Thursday 24 November 2011

Debating the US National Intelligence Estimate

Excellent, well-informed article by Steve Coll in the New Yorker on the latest US National Intelligence Estimate on the war in Afghanistan. Coll says the NIEs, which are seldom published and are classified Secret or Top Secret, contain the most up-to-date information on the Obama Administration's take on the war. The last two, he says offered a gloomy picture, with the 2010 report warning that "large swathes of Afghanistan are still at risk of falling to the Taliban".
The new draft, around 100 pages long and due to be circulated shortly, contains six Key Judgments and is said to be gloomier than the typical public statements made by US military commanders in Afghanistan.
It is said to raise doubts about the authenticity and durability of alleged gains in Kandahar and Helmand provinces since the Obama troop surge and also suggests that the next generation of political leaders after Karzai will be more corrupt.
It also questions the success of the programme to train and equip the Afghan military and police forces, noting that the projected cost of running a force of 350,000 after 2014 will be $8-10 billion a year, more than the US is willing or able to pay.
As Coll points out, you hardly need secret information to come to these conclusions. It is not hard to see that little progress is being made in the country and that conditions in many areas are deteriorating, despite the billions of dollars sloshing around in military and civilian aid.
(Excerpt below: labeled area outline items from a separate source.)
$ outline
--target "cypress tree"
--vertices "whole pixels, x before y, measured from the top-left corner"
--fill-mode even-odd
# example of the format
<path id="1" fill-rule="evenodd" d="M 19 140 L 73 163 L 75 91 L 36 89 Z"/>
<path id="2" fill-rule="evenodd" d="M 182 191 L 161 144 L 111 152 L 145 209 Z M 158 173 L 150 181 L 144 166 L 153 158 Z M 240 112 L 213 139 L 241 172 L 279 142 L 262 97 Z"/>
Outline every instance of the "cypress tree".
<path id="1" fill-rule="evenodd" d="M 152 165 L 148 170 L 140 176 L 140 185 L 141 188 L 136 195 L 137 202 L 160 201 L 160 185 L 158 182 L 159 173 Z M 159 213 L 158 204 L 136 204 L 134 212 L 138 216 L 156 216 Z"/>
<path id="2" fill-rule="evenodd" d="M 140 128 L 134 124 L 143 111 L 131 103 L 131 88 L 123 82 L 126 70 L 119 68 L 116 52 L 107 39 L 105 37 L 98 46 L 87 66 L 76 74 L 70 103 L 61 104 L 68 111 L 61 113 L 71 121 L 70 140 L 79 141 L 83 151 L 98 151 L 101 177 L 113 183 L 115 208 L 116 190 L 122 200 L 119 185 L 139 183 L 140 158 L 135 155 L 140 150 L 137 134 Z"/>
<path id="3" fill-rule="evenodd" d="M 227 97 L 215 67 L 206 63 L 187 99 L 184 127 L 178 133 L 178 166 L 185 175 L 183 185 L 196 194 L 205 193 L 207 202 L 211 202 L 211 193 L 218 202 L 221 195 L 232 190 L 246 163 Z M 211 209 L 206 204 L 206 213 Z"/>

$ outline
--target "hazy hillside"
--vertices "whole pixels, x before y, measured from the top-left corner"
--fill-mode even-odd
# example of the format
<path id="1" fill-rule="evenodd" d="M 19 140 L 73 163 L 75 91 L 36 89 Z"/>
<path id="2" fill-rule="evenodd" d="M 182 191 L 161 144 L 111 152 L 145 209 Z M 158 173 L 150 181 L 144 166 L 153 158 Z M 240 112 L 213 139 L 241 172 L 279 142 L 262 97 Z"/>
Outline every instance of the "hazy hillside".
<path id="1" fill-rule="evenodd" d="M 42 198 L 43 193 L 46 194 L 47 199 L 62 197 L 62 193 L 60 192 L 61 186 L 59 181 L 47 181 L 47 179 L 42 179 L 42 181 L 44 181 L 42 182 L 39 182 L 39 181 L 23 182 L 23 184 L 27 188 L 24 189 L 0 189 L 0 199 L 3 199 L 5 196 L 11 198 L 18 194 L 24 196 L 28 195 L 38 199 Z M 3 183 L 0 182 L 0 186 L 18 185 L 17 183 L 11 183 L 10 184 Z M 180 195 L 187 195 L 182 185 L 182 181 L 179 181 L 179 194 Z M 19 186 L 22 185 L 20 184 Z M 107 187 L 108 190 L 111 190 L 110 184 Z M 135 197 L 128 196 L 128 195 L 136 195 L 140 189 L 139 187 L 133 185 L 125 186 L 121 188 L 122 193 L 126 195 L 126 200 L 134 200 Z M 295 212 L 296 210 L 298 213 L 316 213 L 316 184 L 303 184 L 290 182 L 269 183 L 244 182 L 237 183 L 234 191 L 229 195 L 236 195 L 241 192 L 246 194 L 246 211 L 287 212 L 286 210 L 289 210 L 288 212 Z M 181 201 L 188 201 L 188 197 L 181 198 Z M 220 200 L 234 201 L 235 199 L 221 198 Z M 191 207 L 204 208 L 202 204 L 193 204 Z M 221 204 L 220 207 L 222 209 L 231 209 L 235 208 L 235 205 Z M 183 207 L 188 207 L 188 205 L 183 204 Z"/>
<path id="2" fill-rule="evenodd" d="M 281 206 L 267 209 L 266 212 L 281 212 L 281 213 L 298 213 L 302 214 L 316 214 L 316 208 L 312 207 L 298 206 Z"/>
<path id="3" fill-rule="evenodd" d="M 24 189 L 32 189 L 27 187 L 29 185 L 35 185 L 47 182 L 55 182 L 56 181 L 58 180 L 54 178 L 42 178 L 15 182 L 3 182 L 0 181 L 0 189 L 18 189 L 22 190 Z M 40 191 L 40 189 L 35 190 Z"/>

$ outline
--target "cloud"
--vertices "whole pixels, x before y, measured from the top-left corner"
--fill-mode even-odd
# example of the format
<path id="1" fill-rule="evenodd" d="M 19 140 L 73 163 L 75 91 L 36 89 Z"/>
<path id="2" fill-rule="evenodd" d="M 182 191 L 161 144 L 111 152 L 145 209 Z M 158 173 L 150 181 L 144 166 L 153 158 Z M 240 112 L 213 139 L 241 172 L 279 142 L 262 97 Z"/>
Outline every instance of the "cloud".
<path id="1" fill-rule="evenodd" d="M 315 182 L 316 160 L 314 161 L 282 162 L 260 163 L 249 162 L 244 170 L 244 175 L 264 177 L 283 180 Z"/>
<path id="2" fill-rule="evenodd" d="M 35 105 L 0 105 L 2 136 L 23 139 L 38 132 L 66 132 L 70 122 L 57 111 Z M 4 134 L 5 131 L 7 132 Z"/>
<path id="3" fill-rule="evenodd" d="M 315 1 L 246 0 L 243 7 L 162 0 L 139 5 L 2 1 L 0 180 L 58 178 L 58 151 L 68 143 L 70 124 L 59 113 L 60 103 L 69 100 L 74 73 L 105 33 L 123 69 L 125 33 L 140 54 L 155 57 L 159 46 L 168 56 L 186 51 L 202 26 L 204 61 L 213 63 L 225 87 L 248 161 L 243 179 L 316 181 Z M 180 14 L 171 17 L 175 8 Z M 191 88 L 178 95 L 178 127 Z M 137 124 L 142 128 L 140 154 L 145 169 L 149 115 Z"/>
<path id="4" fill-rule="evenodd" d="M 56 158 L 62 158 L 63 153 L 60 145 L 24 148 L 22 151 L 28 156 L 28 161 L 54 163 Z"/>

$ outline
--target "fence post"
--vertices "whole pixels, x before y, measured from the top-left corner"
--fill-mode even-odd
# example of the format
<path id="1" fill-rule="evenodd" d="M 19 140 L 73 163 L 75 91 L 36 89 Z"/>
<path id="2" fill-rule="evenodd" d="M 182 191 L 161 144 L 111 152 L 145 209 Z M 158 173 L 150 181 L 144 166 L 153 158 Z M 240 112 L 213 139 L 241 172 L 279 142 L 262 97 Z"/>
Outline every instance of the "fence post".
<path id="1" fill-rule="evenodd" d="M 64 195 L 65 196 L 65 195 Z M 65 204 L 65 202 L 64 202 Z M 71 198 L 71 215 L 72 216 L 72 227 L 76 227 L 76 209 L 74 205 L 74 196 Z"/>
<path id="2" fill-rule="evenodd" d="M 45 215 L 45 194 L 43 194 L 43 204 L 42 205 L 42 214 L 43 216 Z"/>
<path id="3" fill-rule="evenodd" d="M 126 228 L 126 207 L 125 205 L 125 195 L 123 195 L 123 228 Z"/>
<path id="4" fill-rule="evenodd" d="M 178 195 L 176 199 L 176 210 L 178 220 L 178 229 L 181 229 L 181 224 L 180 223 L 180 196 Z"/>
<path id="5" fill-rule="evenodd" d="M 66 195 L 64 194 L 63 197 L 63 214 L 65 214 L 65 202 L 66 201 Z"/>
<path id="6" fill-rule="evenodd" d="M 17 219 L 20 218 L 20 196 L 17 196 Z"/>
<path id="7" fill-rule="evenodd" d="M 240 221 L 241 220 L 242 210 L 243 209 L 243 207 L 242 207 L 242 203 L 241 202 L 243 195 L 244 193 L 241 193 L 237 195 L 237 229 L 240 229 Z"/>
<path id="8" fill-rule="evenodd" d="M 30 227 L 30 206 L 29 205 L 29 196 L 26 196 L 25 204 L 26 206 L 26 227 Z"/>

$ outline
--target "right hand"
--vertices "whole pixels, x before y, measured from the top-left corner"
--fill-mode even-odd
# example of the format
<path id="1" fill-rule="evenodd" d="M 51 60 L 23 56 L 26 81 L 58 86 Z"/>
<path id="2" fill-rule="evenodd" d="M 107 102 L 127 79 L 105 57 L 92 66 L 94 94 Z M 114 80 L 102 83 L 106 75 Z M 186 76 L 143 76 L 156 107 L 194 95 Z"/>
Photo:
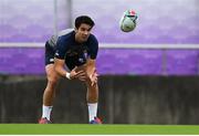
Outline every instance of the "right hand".
<path id="1" fill-rule="evenodd" d="M 86 76 L 86 73 L 85 73 L 84 70 L 77 71 L 77 66 L 75 66 L 75 67 L 71 71 L 70 77 L 71 77 L 71 80 L 73 80 L 73 79 L 78 79 L 80 81 L 85 81 L 87 76 Z"/>

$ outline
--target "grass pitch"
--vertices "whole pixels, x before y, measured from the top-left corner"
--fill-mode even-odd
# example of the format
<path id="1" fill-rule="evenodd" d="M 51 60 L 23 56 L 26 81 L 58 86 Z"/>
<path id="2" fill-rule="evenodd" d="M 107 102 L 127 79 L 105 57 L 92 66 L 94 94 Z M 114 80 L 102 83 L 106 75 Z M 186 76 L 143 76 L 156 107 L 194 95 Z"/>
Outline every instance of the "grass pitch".
<path id="1" fill-rule="evenodd" d="M 199 135 L 199 125 L 0 124 L 9 135 Z"/>

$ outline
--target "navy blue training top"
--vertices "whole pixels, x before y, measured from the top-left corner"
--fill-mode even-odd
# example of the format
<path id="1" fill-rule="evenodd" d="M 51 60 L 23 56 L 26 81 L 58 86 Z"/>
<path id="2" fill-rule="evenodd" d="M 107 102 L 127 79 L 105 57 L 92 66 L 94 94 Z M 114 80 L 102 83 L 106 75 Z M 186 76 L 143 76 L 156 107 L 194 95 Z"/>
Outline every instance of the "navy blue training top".
<path id="1" fill-rule="evenodd" d="M 66 64 L 80 66 L 87 59 L 95 60 L 98 52 L 98 41 L 95 35 L 90 34 L 86 42 L 75 41 L 75 31 L 59 36 L 55 45 L 55 57 L 65 60 Z"/>

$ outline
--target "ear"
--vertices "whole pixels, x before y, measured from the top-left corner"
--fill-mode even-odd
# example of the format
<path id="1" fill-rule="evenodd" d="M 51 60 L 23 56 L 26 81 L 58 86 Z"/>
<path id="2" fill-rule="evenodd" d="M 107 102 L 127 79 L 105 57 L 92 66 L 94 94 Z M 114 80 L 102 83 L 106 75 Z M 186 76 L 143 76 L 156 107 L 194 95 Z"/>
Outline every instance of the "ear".
<path id="1" fill-rule="evenodd" d="M 77 32 L 77 29 L 76 28 L 74 28 L 74 31 L 75 31 L 75 33 Z"/>

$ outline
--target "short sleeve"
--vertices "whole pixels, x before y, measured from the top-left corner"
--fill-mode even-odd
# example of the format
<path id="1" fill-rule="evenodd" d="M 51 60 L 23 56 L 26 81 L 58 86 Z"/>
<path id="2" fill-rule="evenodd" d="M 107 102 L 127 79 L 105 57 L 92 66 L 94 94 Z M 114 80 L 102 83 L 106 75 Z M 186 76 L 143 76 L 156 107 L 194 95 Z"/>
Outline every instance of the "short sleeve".
<path id="1" fill-rule="evenodd" d="M 62 36 L 57 39 L 56 48 L 55 48 L 55 57 L 64 60 L 66 53 L 66 43 L 62 40 Z"/>

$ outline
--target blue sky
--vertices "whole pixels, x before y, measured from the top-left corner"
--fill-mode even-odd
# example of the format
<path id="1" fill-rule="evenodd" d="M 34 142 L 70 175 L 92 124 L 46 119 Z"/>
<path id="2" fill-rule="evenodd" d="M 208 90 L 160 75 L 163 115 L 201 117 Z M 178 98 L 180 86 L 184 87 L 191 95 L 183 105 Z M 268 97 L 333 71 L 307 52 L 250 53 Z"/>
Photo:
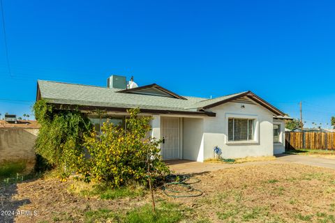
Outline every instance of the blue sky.
<path id="1" fill-rule="evenodd" d="M 117 74 L 184 95 L 251 90 L 293 117 L 302 101 L 308 125 L 335 115 L 332 1 L 3 4 L 1 114 L 31 114 L 38 79 L 105 86 Z"/>

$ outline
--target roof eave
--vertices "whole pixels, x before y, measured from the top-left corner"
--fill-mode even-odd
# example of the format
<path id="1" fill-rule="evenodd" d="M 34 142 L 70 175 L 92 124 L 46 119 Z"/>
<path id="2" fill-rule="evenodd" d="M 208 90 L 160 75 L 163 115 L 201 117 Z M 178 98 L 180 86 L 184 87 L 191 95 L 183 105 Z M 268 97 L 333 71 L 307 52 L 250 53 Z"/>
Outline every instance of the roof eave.
<path id="1" fill-rule="evenodd" d="M 136 90 L 141 90 L 141 89 L 147 89 L 147 88 L 151 88 L 151 87 L 156 87 L 158 89 L 160 89 L 161 91 L 164 91 L 165 93 L 176 98 L 179 98 L 179 99 L 183 99 L 183 100 L 187 100 L 187 98 L 183 97 L 183 96 L 181 96 L 170 90 L 168 90 L 167 89 L 165 88 L 163 88 L 163 86 L 159 86 L 158 84 L 148 84 L 148 85 L 144 85 L 144 86 L 139 86 L 139 87 L 137 87 L 137 88 L 133 88 L 133 89 L 124 89 L 124 90 L 121 90 L 121 91 L 118 91 L 117 92 L 118 93 L 133 93 L 133 91 L 135 91 Z"/>
<path id="2" fill-rule="evenodd" d="M 260 105 L 267 108 L 268 110 L 269 110 L 270 112 L 271 112 L 272 113 L 274 113 L 274 114 L 276 114 L 277 116 L 285 116 L 285 115 L 284 112 L 281 112 L 281 110 L 279 110 L 278 109 L 277 109 L 276 107 L 275 107 L 272 105 L 271 105 L 271 104 L 268 103 L 267 102 L 266 102 L 265 100 L 262 100 L 262 98 L 260 98 L 260 97 L 258 97 L 258 95 L 256 95 L 255 94 L 252 93 L 251 91 L 248 91 L 246 92 L 238 94 L 238 95 L 237 95 L 234 97 L 231 97 L 230 98 L 225 99 L 225 100 L 221 100 L 219 102 L 206 105 L 206 106 L 204 106 L 202 108 L 199 108 L 198 110 L 204 110 L 206 109 L 209 109 L 209 108 L 211 108 L 211 107 L 216 107 L 218 105 L 231 102 L 231 101 L 232 101 L 235 99 L 237 99 L 237 98 L 241 98 L 241 97 L 244 97 L 244 96 L 246 96 L 248 98 L 253 100 L 253 101 L 258 102 L 258 104 L 260 104 Z"/>
<path id="3" fill-rule="evenodd" d="M 103 110 L 106 112 L 126 112 L 128 109 L 132 109 L 132 107 L 103 107 L 103 106 L 91 106 L 91 105 L 68 105 L 68 104 L 59 104 L 52 103 L 56 108 L 59 109 L 70 109 L 70 110 L 80 110 L 80 111 L 88 111 L 94 112 L 96 110 Z M 177 111 L 177 110 L 162 110 L 162 109 L 141 109 L 140 108 L 141 113 L 150 113 L 150 114 L 181 114 L 181 115 L 190 115 L 195 116 L 209 116 L 215 117 L 216 113 L 211 112 L 190 112 L 190 111 Z"/>

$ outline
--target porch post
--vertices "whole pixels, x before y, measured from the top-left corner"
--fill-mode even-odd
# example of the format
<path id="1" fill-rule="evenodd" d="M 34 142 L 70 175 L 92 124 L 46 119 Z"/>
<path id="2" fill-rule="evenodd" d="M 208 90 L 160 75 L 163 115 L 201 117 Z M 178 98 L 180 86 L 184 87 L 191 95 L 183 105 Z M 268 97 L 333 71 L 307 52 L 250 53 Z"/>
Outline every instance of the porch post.
<path id="1" fill-rule="evenodd" d="M 161 139 L 161 116 L 154 114 L 152 116 L 152 118 L 154 119 L 151 121 L 151 137 Z"/>

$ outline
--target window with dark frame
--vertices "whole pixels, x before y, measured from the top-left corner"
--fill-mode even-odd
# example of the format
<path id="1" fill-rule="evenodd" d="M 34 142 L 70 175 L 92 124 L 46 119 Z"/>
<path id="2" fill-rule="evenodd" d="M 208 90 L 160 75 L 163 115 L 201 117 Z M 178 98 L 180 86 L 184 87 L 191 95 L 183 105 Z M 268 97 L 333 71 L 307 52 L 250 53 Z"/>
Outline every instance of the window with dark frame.
<path id="1" fill-rule="evenodd" d="M 90 117 L 89 118 L 93 125 L 94 125 L 94 130 L 98 135 L 101 134 L 101 126 L 107 121 L 107 120 L 109 121 L 110 123 L 113 123 L 115 125 L 122 127 L 124 125 L 124 118 L 122 117 L 103 117 L 101 118 L 98 117 Z"/>
<path id="2" fill-rule="evenodd" d="M 255 119 L 228 118 L 228 141 L 253 141 Z"/>
<path id="3" fill-rule="evenodd" d="M 281 125 L 274 124 L 274 142 L 280 142 Z"/>

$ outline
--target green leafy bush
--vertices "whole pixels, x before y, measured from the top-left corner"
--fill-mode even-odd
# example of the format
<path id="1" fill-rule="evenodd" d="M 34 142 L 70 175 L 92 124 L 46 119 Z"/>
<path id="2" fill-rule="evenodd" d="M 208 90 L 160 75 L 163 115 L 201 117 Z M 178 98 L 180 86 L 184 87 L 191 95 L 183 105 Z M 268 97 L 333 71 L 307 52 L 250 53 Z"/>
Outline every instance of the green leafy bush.
<path id="1" fill-rule="evenodd" d="M 44 100 L 34 106 L 35 117 L 40 124 L 35 151 L 47 162 L 67 172 L 82 164 L 84 134 L 92 130 L 89 119 L 79 111 L 56 109 Z"/>
<path id="2" fill-rule="evenodd" d="M 161 141 L 147 135 L 151 118 L 138 116 L 139 109 L 128 111 L 126 129 L 107 121 L 101 135 L 79 111 L 56 109 L 43 100 L 36 102 L 34 111 L 40 124 L 36 152 L 60 167 L 62 180 L 76 171 L 85 182 L 94 180 L 119 187 L 131 181 L 146 184 L 148 178 L 169 173 L 159 155 Z"/>
<path id="3" fill-rule="evenodd" d="M 148 172 L 153 179 L 170 172 L 159 155 L 161 141 L 147 135 L 151 118 L 137 116 L 139 109 L 128 112 L 126 129 L 107 121 L 100 136 L 93 132 L 85 137 L 84 145 L 89 158 L 79 160 L 84 163 L 81 173 L 87 179 L 119 187 L 134 180 L 146 184 Z"/>

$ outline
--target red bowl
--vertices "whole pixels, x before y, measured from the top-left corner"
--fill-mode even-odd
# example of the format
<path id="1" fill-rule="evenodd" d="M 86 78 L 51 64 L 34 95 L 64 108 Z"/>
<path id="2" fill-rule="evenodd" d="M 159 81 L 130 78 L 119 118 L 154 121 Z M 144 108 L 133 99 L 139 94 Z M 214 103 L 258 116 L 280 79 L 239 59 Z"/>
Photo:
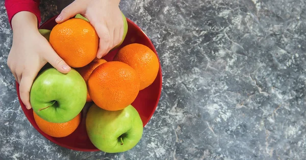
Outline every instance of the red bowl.
<path id="1" fill-rule="evenodd" d="M 53 27 L 57 24 L 55 21 L 56 17 L 55 16 L 44 22 L 40 26 L 40 28 L 52 29 Z M 128 18 L 126 18 L 126 20 L 128 21 L 128 30 L 124 42 L 118 48 L 109 53 L 104 58 L 107 61 L 112 60 L 120 48 L 128 44 L 134 43 L 142 44 L 148 47 L 156 54 L 158 57 L 156 50 L 150 39 L 136 24 Z M 140 91 L 136 100 L 132 104 L 138 111 L 143 123 L 144 127 L 154 113 L 161 95 L 162 78 L 160 62 L 159 66 L 159 71 L 154 82 L 146 88 Z M 83 151 L 99 151 L 90 142 L 86 132 L 85 123 L 86 113 L 84 114 L 84 113 L 86 113 L 86 111 L 85 111 L 86 107 L 84 107 L 83 111 L 82 111 L 82 122 L 73 133 L 63 138 L 53 137 L 45 134 L 39 129 L 34 120 L 32 109 L 28 110 L 21 101 L 19 84 L 17 82 L 16 87 L 19 101 L 26 116 L 34 128 L 46 139 L 61 146 L 74 150 Z"/>

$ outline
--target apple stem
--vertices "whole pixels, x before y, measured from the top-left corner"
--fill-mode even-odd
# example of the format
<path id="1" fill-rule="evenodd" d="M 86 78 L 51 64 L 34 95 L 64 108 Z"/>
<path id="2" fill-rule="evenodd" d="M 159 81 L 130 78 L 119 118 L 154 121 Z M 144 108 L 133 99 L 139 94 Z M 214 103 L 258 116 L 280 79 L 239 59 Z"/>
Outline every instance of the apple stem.
<path id="1" fill-rule="evenodd" d="M 122 140 L 122 138 L 120 137 L 120 141 L 121 141 L 121 145 L 123 145 L 123 140 Z"/>
<path id="2" fill-rule="evenodd" d="M 46 107 L 45 108 L 41 108 L 41 109 L 40 109 L 38 110 L 38 112 L 39 112 L 39 111 L 40 111 L 41 110 L 44 110 L 45 109 L 47 109 L 47 108 L 49 108 L 49 107 L 50 107 L 50 106 Z"/>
Coll says that Maj.Gen. John R Allen, the US commander in Afghanistan, and Ryan Crocker, the US ambassador, believe the NIE to be too pessimistic and that they intend to dissent from its conclusions. With General David Petraeus now in charge of the CIA there is also a danger, says Coll, that intelligence from that quarter will also be 'militarised'. To guard against this he argues that unclassified versions of the key judgments in the latest NIE should be published so that they can be publicly debated. Well said.